Adenosine triphosphate detection in living cells with carbon nanotubes and luciferase
(PhysOrg.com) -- All living cells require a fuel to function: adenosine triphosphate (ATP), the cell "gasoline". Detecting ATP within cells can help researchers observe energetic physiological processes, such as signal cascades or transport processes. Furthermore, ATP depletion is related to certain diseases, such as Parkinson’s disease and ischemia (restricted blood flow within tissues).
A team led by Michael S. Strano at the Massachusetts Institute of Technology in Cambridge (USA) has now developed a more sensitive, higher-resolution, and more robust method for the detection of ATP. As the scientists report in the journal Angewandte Chemie, the method is based on carbon nanotubes.
ATP is usually detected by means of the luciferase assay. Luciferases are enzymes that are used in fireflies and other bioluminescent organisms to produce light. They use oxygen to convert a substrate called luciferin into oxyluciferin, which then reacts further to produce light. Certain luciferases use ATP for their reactions. The luciferase assay currently in use is complex, time-consuming, and suffers from a poor signal-to-noise ratio.

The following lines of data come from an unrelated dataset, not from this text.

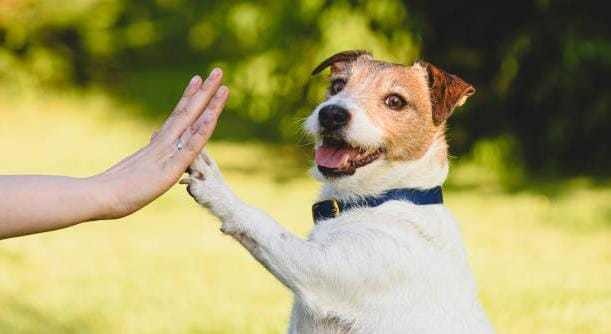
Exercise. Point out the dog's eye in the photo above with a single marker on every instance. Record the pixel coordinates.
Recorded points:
(395, 102)
(337, 85)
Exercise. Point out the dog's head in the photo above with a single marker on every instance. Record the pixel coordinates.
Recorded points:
(378, 113)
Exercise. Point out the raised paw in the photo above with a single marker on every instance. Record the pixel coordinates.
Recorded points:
(205, 182)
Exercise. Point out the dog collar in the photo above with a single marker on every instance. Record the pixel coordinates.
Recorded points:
(333, 207)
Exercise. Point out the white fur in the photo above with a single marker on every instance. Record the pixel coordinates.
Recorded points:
(360, 130)
(395, 268)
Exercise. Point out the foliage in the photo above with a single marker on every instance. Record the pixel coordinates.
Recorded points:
(541, 255)
(539, 66)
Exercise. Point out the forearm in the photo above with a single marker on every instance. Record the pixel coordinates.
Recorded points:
(36, 203)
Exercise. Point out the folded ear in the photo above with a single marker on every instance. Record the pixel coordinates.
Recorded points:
(447, 91)
(339, 60)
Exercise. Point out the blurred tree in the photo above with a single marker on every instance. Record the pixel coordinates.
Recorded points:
(538, 65)
(540, 68)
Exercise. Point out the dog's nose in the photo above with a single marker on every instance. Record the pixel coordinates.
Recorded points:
(333, 117)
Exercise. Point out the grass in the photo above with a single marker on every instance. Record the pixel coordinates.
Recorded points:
(542, 255)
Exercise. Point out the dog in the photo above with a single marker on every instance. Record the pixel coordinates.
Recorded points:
(385, 255)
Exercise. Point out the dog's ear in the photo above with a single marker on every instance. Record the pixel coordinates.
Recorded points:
(339, 60)
(447, 91)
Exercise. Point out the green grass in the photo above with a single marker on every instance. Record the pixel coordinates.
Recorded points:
(541, 254)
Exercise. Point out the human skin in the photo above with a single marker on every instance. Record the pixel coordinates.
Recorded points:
(38, 203)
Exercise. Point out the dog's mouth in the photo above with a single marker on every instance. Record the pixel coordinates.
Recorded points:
(335, 157)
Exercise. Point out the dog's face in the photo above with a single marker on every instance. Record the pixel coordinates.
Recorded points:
(378, 112)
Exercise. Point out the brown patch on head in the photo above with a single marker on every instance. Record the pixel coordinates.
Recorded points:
(427, 94)
(447, 92)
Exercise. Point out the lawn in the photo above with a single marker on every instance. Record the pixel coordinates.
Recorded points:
(541, 254)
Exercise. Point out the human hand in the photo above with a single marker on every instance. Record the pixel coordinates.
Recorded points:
(143, 176)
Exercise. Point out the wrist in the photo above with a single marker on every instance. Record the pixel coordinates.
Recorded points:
(98, 192)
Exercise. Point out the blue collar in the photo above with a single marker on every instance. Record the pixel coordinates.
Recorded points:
(333, 208)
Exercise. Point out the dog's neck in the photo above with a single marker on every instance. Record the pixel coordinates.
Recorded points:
(428, 171)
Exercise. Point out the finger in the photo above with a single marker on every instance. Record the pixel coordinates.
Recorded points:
(197, 136)
(183, 118)
(192, 87)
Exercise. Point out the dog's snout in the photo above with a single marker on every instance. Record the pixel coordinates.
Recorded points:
(333, 117)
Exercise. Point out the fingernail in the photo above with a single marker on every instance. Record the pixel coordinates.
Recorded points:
(208, 117)
(193, 84)
(215, 73)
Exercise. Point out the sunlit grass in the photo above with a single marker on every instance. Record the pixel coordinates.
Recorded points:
(542, 255)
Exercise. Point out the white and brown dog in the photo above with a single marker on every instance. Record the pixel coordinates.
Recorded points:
(385, 255)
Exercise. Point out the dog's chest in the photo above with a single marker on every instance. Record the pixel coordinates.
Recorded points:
(407, 253)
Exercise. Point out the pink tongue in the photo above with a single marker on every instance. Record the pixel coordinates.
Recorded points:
(331, 157)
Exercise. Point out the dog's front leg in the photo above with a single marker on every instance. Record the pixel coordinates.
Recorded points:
(310, 269)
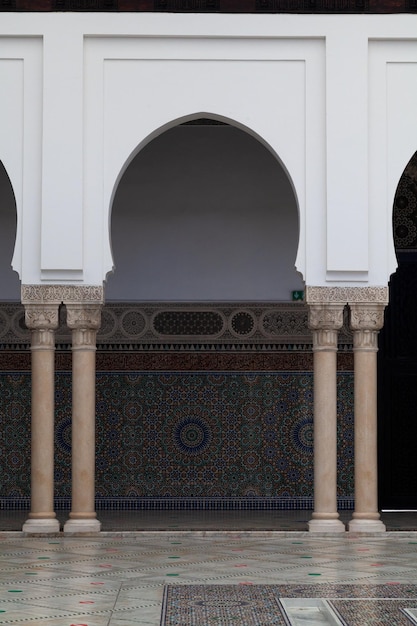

The MIT team has now developed a variation of the luciferase protocol: They attached the luciferase to carbon nanotubes. In this form the enzyme is easily taken up by cells. In the presence of luciferin and ATP, oxyluciferin is formed as usual, which causes fluorescence. What is interesting in this case is that carbon nanotubes normally fluoresce in the near infrared (nIR) spectral region; however this is proportionately extinguished by the addition of ATP to the luciferase reaction. Why? “As it is formed, the product oxyluciferin attaches itself firmly to the nanotube,” explains Strano. “Electrons are transferred from the nanotube to the oxyluciferin so that the carbon nanotube itself can no longer fluoresce.” The reduction in nIR fluorescence is easy to detect and serves as an indicator of the ATP concentration.
“Our new sensor is very selective for ATP,” continues Strano. “We were able to use it to observe the change in ATP concentration over time and space in a cell culture.”